The 1760 fire was described by one contemporary writer as "the most terrible Fire that has happened" in Boston up to that time, although it was subsequently eclipsed by the Great Boston Fire of 1872. 174 houses and 175 warehouses, shops, and other buildings were destroyed in the blaze, leaving more than a thousand people homeless, and the total estimated losses of £53,334 hit especially hard in a town that had already "borne the extraordinary Expence" of the French and Indian War. The human toll of the conflagration, however, was relatively light, with none reported dead and only a few wounded.

In the immediate aftermath of the fire, the Massachusetts colonial legislature advanced £3,000 to Boston for relief assistance. Over the following months, the town received several donations from throughout the British Empire as news of the disaster spread. The Assemblies of Pennsylvania and New York voted to send relief funds, while in Nova Scotia a significant amount of money was raised for the town, and individuals from as far away as London sent contributions.
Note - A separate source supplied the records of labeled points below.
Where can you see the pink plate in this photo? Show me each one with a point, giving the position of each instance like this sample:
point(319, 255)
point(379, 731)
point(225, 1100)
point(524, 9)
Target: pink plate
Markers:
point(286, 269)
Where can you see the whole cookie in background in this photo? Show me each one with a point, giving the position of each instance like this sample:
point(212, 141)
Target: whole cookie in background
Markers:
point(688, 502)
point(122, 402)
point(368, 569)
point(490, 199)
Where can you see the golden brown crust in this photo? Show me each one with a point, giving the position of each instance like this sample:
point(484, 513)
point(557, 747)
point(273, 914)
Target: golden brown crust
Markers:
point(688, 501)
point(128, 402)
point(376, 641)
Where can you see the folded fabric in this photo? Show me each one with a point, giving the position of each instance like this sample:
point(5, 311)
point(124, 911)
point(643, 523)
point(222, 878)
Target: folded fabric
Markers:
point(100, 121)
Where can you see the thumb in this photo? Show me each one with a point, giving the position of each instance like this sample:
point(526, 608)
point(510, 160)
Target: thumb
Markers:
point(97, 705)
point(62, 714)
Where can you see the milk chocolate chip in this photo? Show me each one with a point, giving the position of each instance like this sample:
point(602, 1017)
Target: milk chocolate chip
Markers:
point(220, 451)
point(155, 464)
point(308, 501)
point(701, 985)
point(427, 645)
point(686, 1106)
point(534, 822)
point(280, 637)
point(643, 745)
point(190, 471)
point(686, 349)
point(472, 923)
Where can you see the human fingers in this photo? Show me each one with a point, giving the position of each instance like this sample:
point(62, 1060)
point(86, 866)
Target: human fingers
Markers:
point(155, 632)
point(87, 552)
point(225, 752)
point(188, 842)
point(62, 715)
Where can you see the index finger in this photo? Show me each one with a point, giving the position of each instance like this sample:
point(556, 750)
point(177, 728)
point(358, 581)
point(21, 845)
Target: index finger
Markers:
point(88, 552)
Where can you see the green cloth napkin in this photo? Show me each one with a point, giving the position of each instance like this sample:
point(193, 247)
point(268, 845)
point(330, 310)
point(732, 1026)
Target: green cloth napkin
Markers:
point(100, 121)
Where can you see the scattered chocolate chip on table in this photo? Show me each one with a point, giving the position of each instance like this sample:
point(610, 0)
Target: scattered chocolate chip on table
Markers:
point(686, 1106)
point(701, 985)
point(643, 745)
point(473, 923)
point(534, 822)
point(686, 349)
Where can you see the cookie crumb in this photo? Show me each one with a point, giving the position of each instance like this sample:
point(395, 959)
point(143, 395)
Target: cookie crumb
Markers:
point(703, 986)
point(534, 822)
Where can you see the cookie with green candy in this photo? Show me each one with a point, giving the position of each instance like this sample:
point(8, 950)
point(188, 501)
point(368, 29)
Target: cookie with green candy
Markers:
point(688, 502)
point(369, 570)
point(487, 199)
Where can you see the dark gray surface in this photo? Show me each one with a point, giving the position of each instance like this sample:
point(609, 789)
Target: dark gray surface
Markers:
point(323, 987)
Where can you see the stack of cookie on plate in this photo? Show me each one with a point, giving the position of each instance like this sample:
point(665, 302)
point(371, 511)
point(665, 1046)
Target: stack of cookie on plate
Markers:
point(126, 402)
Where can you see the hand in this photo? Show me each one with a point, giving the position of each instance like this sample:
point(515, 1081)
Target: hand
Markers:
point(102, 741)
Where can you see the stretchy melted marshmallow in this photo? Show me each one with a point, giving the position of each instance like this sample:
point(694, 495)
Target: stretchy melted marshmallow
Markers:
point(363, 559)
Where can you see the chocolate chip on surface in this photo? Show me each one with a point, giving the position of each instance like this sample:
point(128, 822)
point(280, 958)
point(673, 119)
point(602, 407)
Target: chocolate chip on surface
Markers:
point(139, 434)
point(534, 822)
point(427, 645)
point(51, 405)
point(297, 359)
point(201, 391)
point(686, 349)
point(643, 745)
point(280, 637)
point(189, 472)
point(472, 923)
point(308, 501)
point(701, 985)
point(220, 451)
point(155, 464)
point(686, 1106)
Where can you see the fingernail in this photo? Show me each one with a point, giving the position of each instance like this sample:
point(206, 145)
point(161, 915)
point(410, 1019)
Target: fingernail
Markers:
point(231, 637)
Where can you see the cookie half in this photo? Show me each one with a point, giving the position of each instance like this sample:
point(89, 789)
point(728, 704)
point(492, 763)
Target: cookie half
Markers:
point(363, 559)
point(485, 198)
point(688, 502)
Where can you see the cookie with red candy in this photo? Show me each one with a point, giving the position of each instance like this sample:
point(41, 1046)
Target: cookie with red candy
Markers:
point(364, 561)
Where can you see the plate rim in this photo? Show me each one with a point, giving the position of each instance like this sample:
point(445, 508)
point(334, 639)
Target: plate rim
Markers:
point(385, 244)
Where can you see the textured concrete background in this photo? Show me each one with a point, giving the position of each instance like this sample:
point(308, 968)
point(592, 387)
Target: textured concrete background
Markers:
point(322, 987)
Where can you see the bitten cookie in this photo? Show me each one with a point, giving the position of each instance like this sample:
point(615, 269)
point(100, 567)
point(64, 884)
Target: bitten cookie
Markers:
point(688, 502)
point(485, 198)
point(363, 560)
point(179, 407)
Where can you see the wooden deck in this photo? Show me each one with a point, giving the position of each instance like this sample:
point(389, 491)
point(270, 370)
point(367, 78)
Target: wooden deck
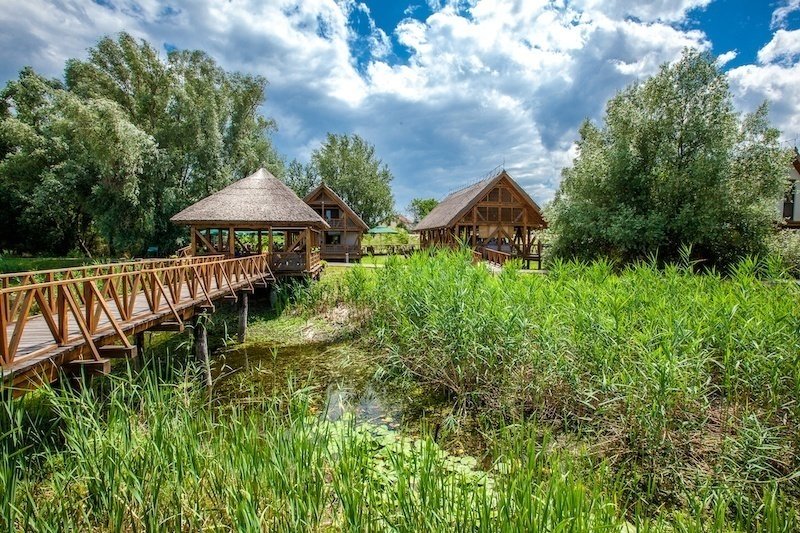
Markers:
point(83, 316)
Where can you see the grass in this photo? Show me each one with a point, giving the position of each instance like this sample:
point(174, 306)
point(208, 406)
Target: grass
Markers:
point(147, 451)
point(610, 401)
point(684, 384)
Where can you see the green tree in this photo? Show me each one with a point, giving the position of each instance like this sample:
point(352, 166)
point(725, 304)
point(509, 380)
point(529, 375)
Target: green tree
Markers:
point(130, 138)
point(300, 178)
point(420, 207)
point(348, 165)
point(673, 165)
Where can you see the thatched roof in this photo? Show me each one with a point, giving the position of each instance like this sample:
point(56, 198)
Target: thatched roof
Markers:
point(450, 210)
point(258, 199)
point(310, 197)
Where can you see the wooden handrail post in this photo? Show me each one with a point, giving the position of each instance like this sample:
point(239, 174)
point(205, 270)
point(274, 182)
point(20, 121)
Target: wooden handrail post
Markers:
point(4, 356)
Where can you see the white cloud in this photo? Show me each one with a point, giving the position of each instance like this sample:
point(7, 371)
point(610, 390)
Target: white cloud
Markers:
point(785, 45)
point(486, 80)
point(645, 10)
point(725, 58)
point(780, 15)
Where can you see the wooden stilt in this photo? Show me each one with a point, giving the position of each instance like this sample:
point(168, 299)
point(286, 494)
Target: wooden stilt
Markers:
point(201, 346)
point(244, 303)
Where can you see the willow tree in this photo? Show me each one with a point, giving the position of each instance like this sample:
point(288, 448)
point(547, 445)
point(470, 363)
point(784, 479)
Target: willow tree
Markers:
point(127, 140)
point(673, 165)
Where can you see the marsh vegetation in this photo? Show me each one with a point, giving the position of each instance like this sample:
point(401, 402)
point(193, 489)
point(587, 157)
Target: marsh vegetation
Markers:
point(431, 395)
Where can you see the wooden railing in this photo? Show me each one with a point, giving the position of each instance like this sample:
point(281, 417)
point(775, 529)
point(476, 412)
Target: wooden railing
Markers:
point(288, 261)
point(341, 248)
point(40, 276)
point(496, 256)
point(107, 302)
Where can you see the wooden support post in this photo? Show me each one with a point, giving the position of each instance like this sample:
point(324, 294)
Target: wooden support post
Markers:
point(139, 342)
point(244, 304)
point(271, 249)
point(308, 248)
point(201, 346)
point(138, 362)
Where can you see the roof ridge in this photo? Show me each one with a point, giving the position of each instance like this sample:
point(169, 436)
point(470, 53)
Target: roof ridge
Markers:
point(496, 171)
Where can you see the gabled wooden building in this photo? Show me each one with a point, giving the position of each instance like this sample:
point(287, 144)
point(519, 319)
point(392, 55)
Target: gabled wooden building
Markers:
point(258, 214)
point(343, 239)
point(493, 215)
point(789, 206)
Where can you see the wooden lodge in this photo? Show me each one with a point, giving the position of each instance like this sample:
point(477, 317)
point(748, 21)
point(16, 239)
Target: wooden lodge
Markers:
point(257, 215)
point(789, 206)
point(495, 217)
point(342, 242)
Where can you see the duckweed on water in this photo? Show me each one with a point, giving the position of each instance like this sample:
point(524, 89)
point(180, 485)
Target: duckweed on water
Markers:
point(685, 384)
point(663, 401)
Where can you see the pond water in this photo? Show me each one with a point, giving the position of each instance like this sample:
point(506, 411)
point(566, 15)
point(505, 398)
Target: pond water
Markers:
point(341, 372)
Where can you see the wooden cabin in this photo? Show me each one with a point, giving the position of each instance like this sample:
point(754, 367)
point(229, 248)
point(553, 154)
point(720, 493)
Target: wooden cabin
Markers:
point(258, 214)
point(789, 207)
point(343, 240)
point(495, 217)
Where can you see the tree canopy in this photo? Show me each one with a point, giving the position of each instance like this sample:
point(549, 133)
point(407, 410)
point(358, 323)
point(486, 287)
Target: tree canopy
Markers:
point(672, 166)
point(102, 161)
point(420, 207)
point(348, 165)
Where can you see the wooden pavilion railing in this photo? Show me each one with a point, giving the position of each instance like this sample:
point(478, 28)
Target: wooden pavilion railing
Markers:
point(340, 248)
point(107, 301)
point(496, 256)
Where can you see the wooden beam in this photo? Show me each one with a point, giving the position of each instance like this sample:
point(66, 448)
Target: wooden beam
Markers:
point(115, 351)
point(168, 326)
point(88, 367)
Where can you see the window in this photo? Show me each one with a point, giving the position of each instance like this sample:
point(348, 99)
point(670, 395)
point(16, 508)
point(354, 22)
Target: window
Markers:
point(788, 201)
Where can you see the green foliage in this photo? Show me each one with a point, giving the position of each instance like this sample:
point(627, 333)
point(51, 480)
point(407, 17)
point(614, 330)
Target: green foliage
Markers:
point(672, 165)
point(786, 246)
point(148, 452)
point(348, 165)
point(420, 207)
point(132, 138)
point(685, 383)
point(300, 178)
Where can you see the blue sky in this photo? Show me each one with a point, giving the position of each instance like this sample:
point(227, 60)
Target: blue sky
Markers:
point(445, 89)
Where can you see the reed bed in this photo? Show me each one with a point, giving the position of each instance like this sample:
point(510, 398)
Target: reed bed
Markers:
point(148, 452)
point(685, 384)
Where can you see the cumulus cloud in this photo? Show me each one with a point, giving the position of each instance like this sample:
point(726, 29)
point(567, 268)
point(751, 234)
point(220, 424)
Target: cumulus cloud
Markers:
point(644, 10)
point(785, 46)
point(485, 80)
point(726, 57)
point(774, 80)
point(780, 15)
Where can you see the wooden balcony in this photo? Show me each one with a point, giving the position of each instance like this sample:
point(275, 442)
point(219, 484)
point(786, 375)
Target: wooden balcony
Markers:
point(336, 223)
point(290, 263)
point(340, 251)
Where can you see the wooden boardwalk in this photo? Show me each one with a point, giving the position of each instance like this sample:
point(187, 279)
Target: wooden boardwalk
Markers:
point(83, 317)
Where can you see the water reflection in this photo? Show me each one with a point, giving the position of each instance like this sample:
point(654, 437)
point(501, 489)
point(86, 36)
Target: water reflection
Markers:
point(343, 372)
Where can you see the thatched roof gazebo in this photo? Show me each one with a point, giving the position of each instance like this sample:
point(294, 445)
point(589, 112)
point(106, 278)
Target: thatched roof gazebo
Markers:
point(238, 219)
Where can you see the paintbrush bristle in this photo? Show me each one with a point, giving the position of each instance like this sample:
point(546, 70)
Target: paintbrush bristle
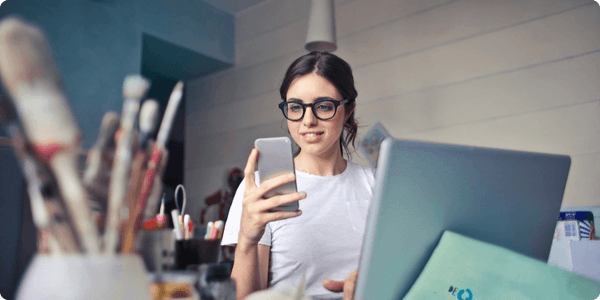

A petition for assistance was also sent to either King George II (who died that same year) or George III, but what action was taken by the monarchy as a result is unknown.

In order to prevent a similar disaster from occurring in the future, the Massachusetts legislature passed new laws and acts that improved fire safety standards in Boston. Any new building more than 7 ft high that was made of wood would result in a fine, and a committee was appointed to re-lay the narrow streets of the burnt district. As a result of the new regulations, the homes that were rebuilt in the area were made of brick or slate instead of wood.